Bulls in a China Shop, authored by analyst Chenjun Pan, looks at how Western meat exporters can navigate the market in China.
However, the picture it paints is far from simple. The report predicts that there will a relentless focus on adding value to the supply chain, and that success may lie with teaming up with "better positioned local partners". It also says there will be a continued need to invest in improving relationships with local governments.
Pan says: "Western companies have struggled to make sustainable profit and to compete in China’s animal protein industry, due to infrastructural and cultural challenges.
"However, as the industry accelerates the consolidation and modernisation process that is under way, more opportunities are opening and this is likely to continue."
She tells GlobalMeatNews that some of the keys to success for Western companies include differentiating themselves from others in the marketplace, bringing new and innovative products to the market, and providing better services, for example.
While the protein market is established in China, it is mostly made up of fresh products, with only 15% of meat being further processed. However, Pan says there may well be opportunities for companies producing high-quality processed products – for example processed pork – for niche markets. A key trend being noticed is a gradual shift from low value-added, to higher value-added products, she notes.

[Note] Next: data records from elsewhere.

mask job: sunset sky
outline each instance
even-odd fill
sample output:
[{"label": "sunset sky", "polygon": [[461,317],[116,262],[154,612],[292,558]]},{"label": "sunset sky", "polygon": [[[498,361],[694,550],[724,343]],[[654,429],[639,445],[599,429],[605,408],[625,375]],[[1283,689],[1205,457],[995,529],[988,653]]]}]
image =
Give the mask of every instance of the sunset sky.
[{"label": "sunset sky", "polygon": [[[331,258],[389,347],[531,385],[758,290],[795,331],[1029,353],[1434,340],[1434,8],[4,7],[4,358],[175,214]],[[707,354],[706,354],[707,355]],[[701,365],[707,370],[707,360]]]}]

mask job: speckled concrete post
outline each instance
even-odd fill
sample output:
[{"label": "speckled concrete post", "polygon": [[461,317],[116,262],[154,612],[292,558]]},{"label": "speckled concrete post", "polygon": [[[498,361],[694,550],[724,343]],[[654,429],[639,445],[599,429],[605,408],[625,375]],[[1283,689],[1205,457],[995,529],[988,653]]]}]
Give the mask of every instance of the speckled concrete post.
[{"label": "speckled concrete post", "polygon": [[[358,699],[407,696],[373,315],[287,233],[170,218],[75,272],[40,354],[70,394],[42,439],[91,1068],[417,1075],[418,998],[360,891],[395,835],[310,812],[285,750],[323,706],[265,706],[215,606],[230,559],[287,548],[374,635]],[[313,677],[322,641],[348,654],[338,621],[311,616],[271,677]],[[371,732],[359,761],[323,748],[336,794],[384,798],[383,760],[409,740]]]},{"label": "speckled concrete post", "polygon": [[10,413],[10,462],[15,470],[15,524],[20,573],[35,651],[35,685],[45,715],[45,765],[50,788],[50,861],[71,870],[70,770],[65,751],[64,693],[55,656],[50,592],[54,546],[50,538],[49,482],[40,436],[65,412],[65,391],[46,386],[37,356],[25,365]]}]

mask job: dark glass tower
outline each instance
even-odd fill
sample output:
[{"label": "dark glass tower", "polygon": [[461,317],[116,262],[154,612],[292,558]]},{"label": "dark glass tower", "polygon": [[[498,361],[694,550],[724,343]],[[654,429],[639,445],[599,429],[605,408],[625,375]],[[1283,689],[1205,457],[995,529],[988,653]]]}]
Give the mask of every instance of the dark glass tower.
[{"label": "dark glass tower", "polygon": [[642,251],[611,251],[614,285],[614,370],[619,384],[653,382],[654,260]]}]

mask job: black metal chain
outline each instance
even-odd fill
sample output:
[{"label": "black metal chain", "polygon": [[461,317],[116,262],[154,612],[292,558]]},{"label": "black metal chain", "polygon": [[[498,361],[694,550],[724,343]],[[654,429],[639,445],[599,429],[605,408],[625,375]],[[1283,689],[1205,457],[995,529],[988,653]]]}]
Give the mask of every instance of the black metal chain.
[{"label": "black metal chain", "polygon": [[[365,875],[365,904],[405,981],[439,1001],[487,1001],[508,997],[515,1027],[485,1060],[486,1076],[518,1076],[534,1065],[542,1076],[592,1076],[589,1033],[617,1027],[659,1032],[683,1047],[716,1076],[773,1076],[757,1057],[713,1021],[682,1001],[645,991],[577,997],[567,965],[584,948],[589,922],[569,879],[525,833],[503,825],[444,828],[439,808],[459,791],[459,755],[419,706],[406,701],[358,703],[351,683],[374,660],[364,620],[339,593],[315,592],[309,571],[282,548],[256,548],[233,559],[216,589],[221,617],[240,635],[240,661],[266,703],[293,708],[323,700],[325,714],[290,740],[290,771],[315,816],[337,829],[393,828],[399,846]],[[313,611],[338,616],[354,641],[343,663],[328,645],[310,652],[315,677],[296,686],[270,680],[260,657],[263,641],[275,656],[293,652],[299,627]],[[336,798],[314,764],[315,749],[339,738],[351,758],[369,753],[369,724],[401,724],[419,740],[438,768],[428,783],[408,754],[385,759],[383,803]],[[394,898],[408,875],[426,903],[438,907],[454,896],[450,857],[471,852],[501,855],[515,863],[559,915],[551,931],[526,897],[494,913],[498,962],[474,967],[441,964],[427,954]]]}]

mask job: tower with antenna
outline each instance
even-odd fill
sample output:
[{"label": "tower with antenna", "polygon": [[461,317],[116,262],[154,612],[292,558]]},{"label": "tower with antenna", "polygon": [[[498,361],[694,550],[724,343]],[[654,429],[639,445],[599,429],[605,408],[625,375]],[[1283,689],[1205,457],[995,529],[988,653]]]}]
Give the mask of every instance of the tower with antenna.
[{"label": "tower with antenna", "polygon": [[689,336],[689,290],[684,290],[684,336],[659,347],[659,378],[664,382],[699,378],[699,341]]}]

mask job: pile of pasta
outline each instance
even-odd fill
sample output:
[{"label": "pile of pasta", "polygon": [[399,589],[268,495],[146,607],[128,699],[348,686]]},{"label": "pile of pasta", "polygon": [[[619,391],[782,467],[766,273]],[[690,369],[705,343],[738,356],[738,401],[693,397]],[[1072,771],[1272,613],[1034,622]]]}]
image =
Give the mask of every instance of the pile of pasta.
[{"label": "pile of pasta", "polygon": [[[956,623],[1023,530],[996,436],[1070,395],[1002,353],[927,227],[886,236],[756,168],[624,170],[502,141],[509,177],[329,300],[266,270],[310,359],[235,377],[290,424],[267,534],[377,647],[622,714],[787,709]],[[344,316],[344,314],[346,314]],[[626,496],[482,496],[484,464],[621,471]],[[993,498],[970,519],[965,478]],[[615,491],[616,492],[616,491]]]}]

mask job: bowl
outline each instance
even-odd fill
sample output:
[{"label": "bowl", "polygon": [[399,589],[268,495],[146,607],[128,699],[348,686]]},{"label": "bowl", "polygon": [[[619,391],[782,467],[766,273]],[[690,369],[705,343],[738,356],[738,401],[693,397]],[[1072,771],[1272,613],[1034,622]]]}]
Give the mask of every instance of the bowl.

Pan explains that the key reason why the meat sector, in particular, faces greater challenges than other Western companies is the fact that "meat consumption in China is very traditional", with a lot of smaller producers supplying local markets. "It is not a new market, so it is not easy for foreign investors to bring in new products," she says. However, local companies are keen to work with foreign businesses to develop innovative products – something that she says is lacking in the local market.
"It is also not sophisticated in terms of product structure," she says of the current market. Due to the underdeveloped nature of the Chinese animal protein industry, and the fact the supply chain can be inefficient and difficult to access, Pan explains that some Western companies choose to established vertically integrated (VI) operations, in order to isolate their businesses from this structure. However, she says this model will only work temporarily, as its requires a much higher capital investment.
A number of companies have established their presence in sub-segments – for example ham or further processing poultry products – for quick-service restaurants (QSR). Companies such as Cargill, Tyson and OSI supply QSRs through VI operations, but have a limited presence in the retail market, according to the report. However, in comparison, a number of local players, such as Fujian Sunner and Henan Yongda have established themselves in both markets.
Meanwhile, Thai company CP has had success in China since it was approved for export in 1979. Pan says this could be down to a number of factors, such as the fact they follow local government policy closely, and also "act as a local company". CP employs many local cultural elements in its marketing, with its brand perceived as being ‘local’ in China.
Culture is an important factor in the way the Chinese do business, so having that inside knowledge can be a distinct advantage. Pan tells GlobalMeatNews she believes it is important that Western companies looking to expand in China have a local base in the country, and work with local people with the right knowledge and experience.
"If you don’t understand the local market, there is no way to be successful here," she warns.